LA CORTE SUPREMA DI CASSAZIONE

SEZIONE PRIMA CIVILE

Composta dagli Ill.mi Sigg.ri Magistrati:

Dott. PLENTEDA Donato – Presidente –

Dott. GIANCOLA Maria Cristina – rel. Consigliere –

Dott. DI VIRGILIO Maria Rosa – Consigliere –

Dott. BISOGNI Giacinto – Consigliere –

Dott. DE CHIARA Carlo – Consigliere –

ha pronunciato la seguente:

sentenza

sul ricorso proposto da:

B.F. (C.F. (OMISSIS)), C.L. (C.F.

(OMISSIS)), elettivamente domiciliati in ROMA, VIA MONTE

ZEBIO 37, presso l’avvocato FAZZALARI FRANCESCO, che li rappresenta e

difende unitamente agli avvocati LUCIFERO FABRIZIO, FAZZALARI ELIO,

VELANI PAOLO, giusta procura speciale 2608 per Notaio dott- MARIO FEA

di ROMA – Rep.n. 83540 del 17.11.2010 e procura in calce al ricorso;

– ricorrenti –

contro

ITALFONDIARIO S.P.A. (c.f. (OMISSIS)), nella qualità di

mandataria della CASTELLO FINANCE S.R.L., in persona del legale

rappresentante pro tempore, elettivamente domiciliata in ROMA, VIA

BRESSANONE 3, presso l’avvocato CASOTTI CANTATORE MARIA LUISA, che la

rappresenta e difende, giusta procura speciale per Notaio avv. ENZO

ROMANO di ROMA – Rep.n. 380061 del 19.1.2010;

– controricorrente –

contro

INTESA BCI GESTIONE CREDITI S.P.A. IN PROPRIO E NELLA QUALITA’ DI

RAPPRESENTANTE DI INTESA BCI S.P.A.;

– intimata –

avverso la sentenza n. 3192/2005 della CORTE D’APPELLO di ROMA,

depositata il 14/07/2005;

udita la relazione della causa svolta nella pubblica udienza del

19/10/2011 dal Consigliere Dott. MARIA CRISTINA GIANCOLA;

uditi, per i ricorrenti, gli Avvocati FABRIZIO LUCIFERO e PAOLO

VELANI che hanno chiesto l’accoglimento del ricorso;

udito, per la controricorrente, l’Avvocato M. LUISA CASOTTI CANTATORE

che ha chiesto il rigetto del ricorso;

udito il P.M., in persona del Sostituto Procuratore Generale Dott.

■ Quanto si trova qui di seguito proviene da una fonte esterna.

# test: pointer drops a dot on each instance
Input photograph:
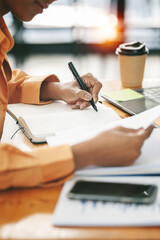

LETTIERI Nicola che ha concluso per l’accoglimento del primo motivo

del ricorso con l’assorbimento dei restanti motivi.

Fatto

SVOLGIMENTO DEL PROCESSO

Con citazione notificata il 10.12.1998 la Cassa di Risparmio di Calabria e di Lucania (CARICAL) s.p.a. conveniva in giudizio innanzi al Tribunale di Roma i coniugi B.F. e L. C., dichiarandosi creditrice del primo in virtù di fideiussioni prestate a favore della PRASS s.r.l. per i debiti maturati da aperture di credito concesse alla società, chiedendo che fosse dichiarato inopponibile e/o revocato ed inefficace nei confronti di essa attrice l’atto pubblico per Notar Soldani di Roma del 15.11.1993 rep. 27646, con il quale il B., con la partecipazione della moglie, aveva costituito in fondo patrimoniale le quote di due unità immobiliari, originariamente appartenenti a lui solo. Il G.I. all’udienza del 7.07.1999 accertava la contumacia dei convenuti; successivamente, con comparsa di costituzione notificata il 17.01.2001, ai sensi dell’art. 140 c.p.c., ai convenuti contumaci, interveniva in giudizio la Intesa Gestione Crediti s.p.a.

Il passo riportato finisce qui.